Last week, Le Quotidien de l’Art reported that Montpellier’s newly elected mayor, Michaël Delafosse, had picked two finalists for the directorship post at Montpellier Contemporain (known as Mo.Co for short). Bourriaud was not among them, rendering it doubtful that the museum would renew his contract. According to Le Monde, Mo.Co’s board of directors is expected to meet on Tuesday to discuss the future of the museum, which last year was the subject of scrutiny because of its attendance figures.
On Saturday, Bourriaud wrote on Facebook, “Now I am out of the institution I created in Montpellier.”

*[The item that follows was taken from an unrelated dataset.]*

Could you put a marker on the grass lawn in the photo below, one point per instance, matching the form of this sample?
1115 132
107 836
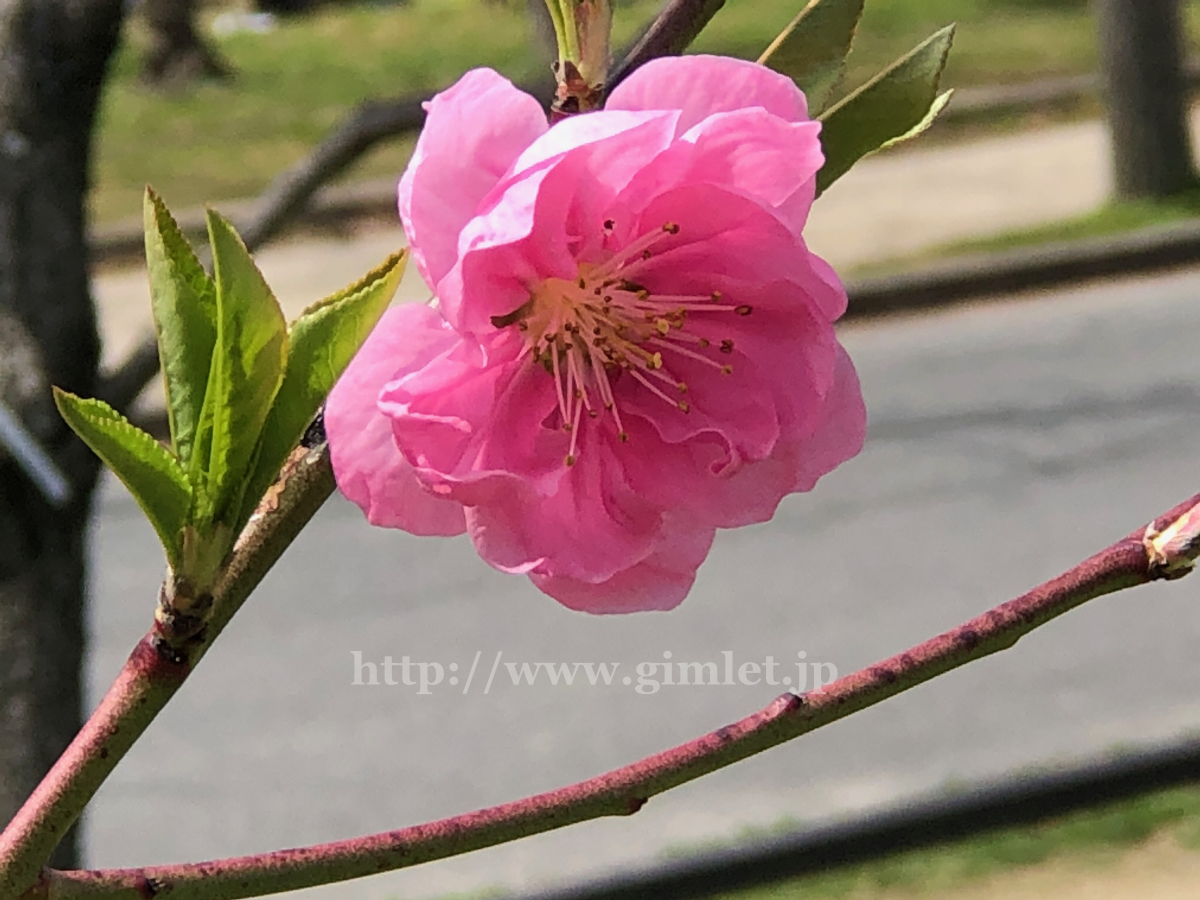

Bourriaud is a closely watched figure in the international art circuit. He cofounded the Palais de Tokyo, one of Paris’s most important contemporary art institutions, in 1999, and he has been credited with defining relational aesthetics, a kind of art that exists mainly in the form of conversations and interactions, with Philippe Parreno and Rirkrit Tiravanija among its purveyors. Bourriaud also curated the 2019 edition of the Istanbul Biennial, and was a curator at Tate Britain in London from 2007 to 2010. In 2015, he became the subject of controversy when he was fired from his position as director of the École Nationale Supérieure des Beaux-Arts in Paris.
Mo.Co was founded in 2019 with Bourriaud at the helm, and it essentially combines three institutions: the city’s Ecole Supérieure des Beaux-Arts, the art center La Panacée, and the Hôtel des Beaux-Arts. The project to build Mo.Co cost €6.9 million, and was funded by the city of Montpellier and the French state. In November, Delafosse said he was considering “reorienting” the museum’s budget after Mo.Co failed to bring in as many visitors as was initially expected. In 2020, the city of Montpellier was forced to give the museum a bailout of €180,000 after Mo.Co faced a deficit as a result of drawing in 30,000 fewer visitors than it had expected. Bourriaud said that the pandemic had caused the disappointing attendance figures.
A spokesperson for Mo.Co did not immediately respond to an emailed request for comment.
After reports of Bourriaud’s potential ouster appeared in the French press, more than 160 students at the Ecole Supérieure des Beaux-Arts in Montpellier signed an open letter decrying the news. “We denounce this way of removing an eminence of contemporary culture through an undemocratic process,” they wrote.
According to Le Quotidien de l’Art, the two candidates up for the position are Ashok Adicéam and Numa Hambursin. Adicéam formerly led top collector Budi Tek’s Yuz Museum in Shanghai, and Hambursin currently heads up Cannes’s modern and contemporary art center. Adicéam has proposed a Mo.Co program geared more around feminist and ecological concerns, and Hambursin is arguing for a “Mo.Co 2.0” that will allow for more solo exhibitions.